L’evento sarà presentato dalla stessa Jesusleny Gomes, che oltre ad essere negli ultimi mesi un’avventurosa camminatrice che viaggia alla scoperta delle bellezze del territorio e di storie sulla cultura e le tradizioni, durante la quotidianità è la founder di ITline 8.3, società che si occupa di consulenze nel settore delle tecnologie informatiche con sede a Verona.
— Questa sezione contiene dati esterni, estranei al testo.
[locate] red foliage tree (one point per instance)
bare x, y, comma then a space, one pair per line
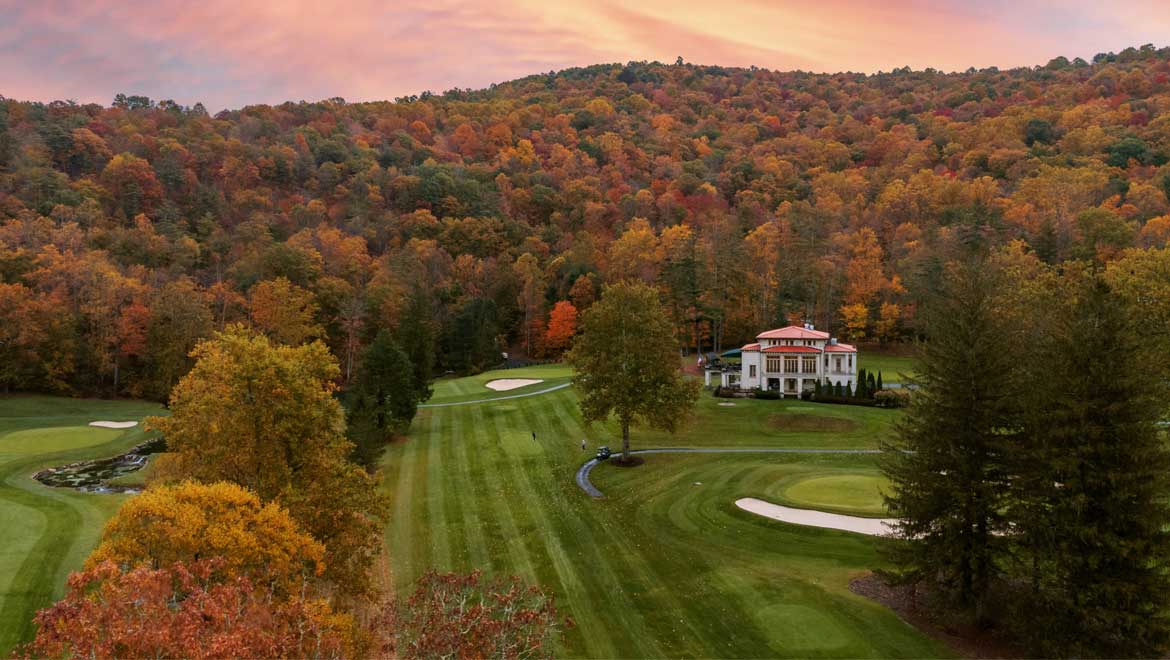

Per l’occasione saranno presenti anche il presidente della Regione Veneto Luca Zaia e il sindaco di Bardolino, Ivan De Beni. Durante l’evento Jesusleny svelerà ai presenti in anteprima la panchina rosa destinata al comune di Bardolino, togliendo il telo speciale realizzato dall’artista Elena Rizza, una giovane e talentuosa ragazza incontrata dalla camminatrice durante il suo viaggio Su 2 Piedi. Anche il telo infatti richiama il tema degli abusi spesso subiti dal sesso femminile, attraverso un disegno che simboleggia la liberazione della donna da uno stato di oppressione sia fisico che psicologico. Un’iniziativa come questa della panchina rosa vuole contribuire a mantenere sempre viva la sensibilizzazione sull’argomento, creando un luogo dove sedersi a riflettere e dove prendere la forza per imparare o insegnare la potenza del rispetto.
È molto importante che la sensibilizzazione su questo fenomeno non si limiti alla Festa della donna dell’8 marzo o alla Giornata mondiale contro la violenza sulle donne del 25 novembre, ma che possa proseguire in maniera continua giorno dopo giorno. Perché solo un profondo cambiamento culturale può port alla risoluzione del problema, e questo
può avvenire coinvolgendo e informando le persone, soprattutto le nuove generazioni.

 

La prima verrà posata a Bardolino

Proprio a Bardolino sarà posata la prima di queste panchine: il comune veronese affacciato sul Lago di Garda è stato infatti il primo ad avere aderito all’iniziativa Pink Bench, e l’obiettivo è che se sia solo il primo di una lunga serie. La volontà di Jesusleny è quella di proporre la panchina rosa a tutti i comuni che ha toccato nel suo cammino e in generale a tutti quelli che vorranno aderire ad un progetto dalle così importanti finalità: tante panchine rosa nelle piazze, nei parchi, o nelle passeggiate di molti paesi e città, per stimolare ogni giorno la curiosità e con essa un momento di riflessione sul tema della violenza sulle donne. Un ulteriore sviluppo del progetto prevede la creazione e pubblicizzazione di percorsi che idealmente uniscano le panchine disseminate nei vari comuni: un motivo di sinergia tra le diverse amministrazioni e un’occasione di promozione del territorio sotto la bandiera di una nobile causa a favore della civiltà e del rispetto.